Christian Oster, in Dans la Cathédrale, éditions de Minuit, 2010.
(Et l'errance, ponctuée de rencontres (et de solitude), va commencer et se poursuivre jusqu'à la fin du livre, page 142 dans une narration inénarrable. Les dialogues (dit-elle, dis-je, lui dis-je, m'avisais-je etc.) n'ont rien de classique et sont la "marque" de l'auteur, comme le passé simple dont il use dans tous ses livres (ceux que j'ai lus), et qui me font parfois rire aux éclats). 

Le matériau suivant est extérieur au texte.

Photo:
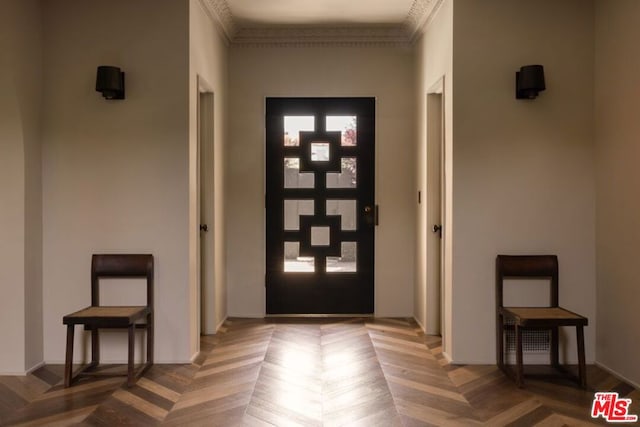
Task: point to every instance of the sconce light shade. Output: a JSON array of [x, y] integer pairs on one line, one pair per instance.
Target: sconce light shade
[[110, 81], [529, 81]]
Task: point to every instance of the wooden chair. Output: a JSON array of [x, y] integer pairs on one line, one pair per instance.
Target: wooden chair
[[519, 318], [96, 316]]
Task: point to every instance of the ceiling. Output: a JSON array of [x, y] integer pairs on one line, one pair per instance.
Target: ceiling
[[321, 21], [248, 13]]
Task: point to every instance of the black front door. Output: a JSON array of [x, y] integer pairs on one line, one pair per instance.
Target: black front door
[[320, 208]]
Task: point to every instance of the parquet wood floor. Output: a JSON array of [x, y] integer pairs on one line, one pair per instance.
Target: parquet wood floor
[[308, 372]]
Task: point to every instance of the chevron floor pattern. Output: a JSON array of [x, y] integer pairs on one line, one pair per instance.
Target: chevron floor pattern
[[308, 372]]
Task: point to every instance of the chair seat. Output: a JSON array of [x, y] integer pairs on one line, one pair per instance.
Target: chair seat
[[106, 316], [543, 316]]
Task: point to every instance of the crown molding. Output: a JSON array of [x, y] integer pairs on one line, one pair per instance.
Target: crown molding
[[321, 36], [418, 18], [220, 14]]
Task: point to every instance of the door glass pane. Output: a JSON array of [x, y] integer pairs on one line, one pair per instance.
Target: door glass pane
[[320, 151], [347, 262], [293, 262], [292, 211], [292, 127], [292, 176], [346, 209], [320, 236], [345, 124], [345, 179]]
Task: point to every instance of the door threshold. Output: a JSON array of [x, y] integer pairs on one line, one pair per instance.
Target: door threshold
[[319, 315]]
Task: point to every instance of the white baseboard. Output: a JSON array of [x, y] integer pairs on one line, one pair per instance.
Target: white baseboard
[[422, 328], [220, 324], [33, 368], [618, 375]]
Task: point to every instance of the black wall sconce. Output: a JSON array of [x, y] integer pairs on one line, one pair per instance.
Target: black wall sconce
[[529, 81], [110, 81]]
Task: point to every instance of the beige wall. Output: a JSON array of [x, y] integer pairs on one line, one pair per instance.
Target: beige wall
[[618, 206], [434, 63], [523, 170], [20, 186], [116, 173], [385, 73], [208, 72]]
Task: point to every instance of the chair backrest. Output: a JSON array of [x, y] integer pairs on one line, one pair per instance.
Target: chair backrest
[[123, 266], [527, 266]]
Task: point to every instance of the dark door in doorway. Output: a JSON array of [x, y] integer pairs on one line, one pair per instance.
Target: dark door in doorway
[[320, 208]]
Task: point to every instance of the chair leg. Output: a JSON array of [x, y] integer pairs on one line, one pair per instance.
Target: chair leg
[[150, 342], [555, 344], [500, 340], [519, 368], [95, 347], [68, 360], [130, 372], [582, 366]]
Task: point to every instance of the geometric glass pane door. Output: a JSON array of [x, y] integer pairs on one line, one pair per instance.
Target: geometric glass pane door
[[320, 213]]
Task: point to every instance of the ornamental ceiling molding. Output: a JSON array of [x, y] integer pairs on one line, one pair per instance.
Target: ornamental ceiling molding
[[321, 36], [420, 15]]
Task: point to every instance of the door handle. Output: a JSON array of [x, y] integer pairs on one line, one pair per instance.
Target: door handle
[[371, 214]]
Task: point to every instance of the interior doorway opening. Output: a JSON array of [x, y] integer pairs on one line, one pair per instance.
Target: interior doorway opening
[[435, 211], [205, 191]]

C'est bien ça et plus encore... :

"Nous n'en sommes qu'à la moitié de Dans la cathédrale, et tous ceux qui ont déjà ouvert un roman d'Oster se doutent déjà que le récit n'en a pas fini de partir en vrille - au sens propre comme au sens figuré. Sur un rythme infernal, l'auteur de Mon grand appartement utilise tous les moyens de transport possibles (du train à la voiture en passant par la bicyclette, le tracteur ou la moissonneuse-batteuse !) pour faire rebondir cette drôle de quête d'un nouveau départ. Le résultat est trépidant, original, hilarant. Et comment ne pas saluer le talent d'un auteur "clown blanc" capable de vous faire éclater de rire rien qu'avec un passé simple inattendu du style "nous moissonnâmes" ?
(Baptiste Liger, L'Express, en 2010).

J'avais aussi emprunté à la médiathèque le même jour, En ville de Christian Oster. Et en relisant la quatrième de couverture : "mais, je l'ai déjà lu, me dis-je;-)". Effectivement. Eh bien! je l'ai relu, même pas eu envie d'arrêter!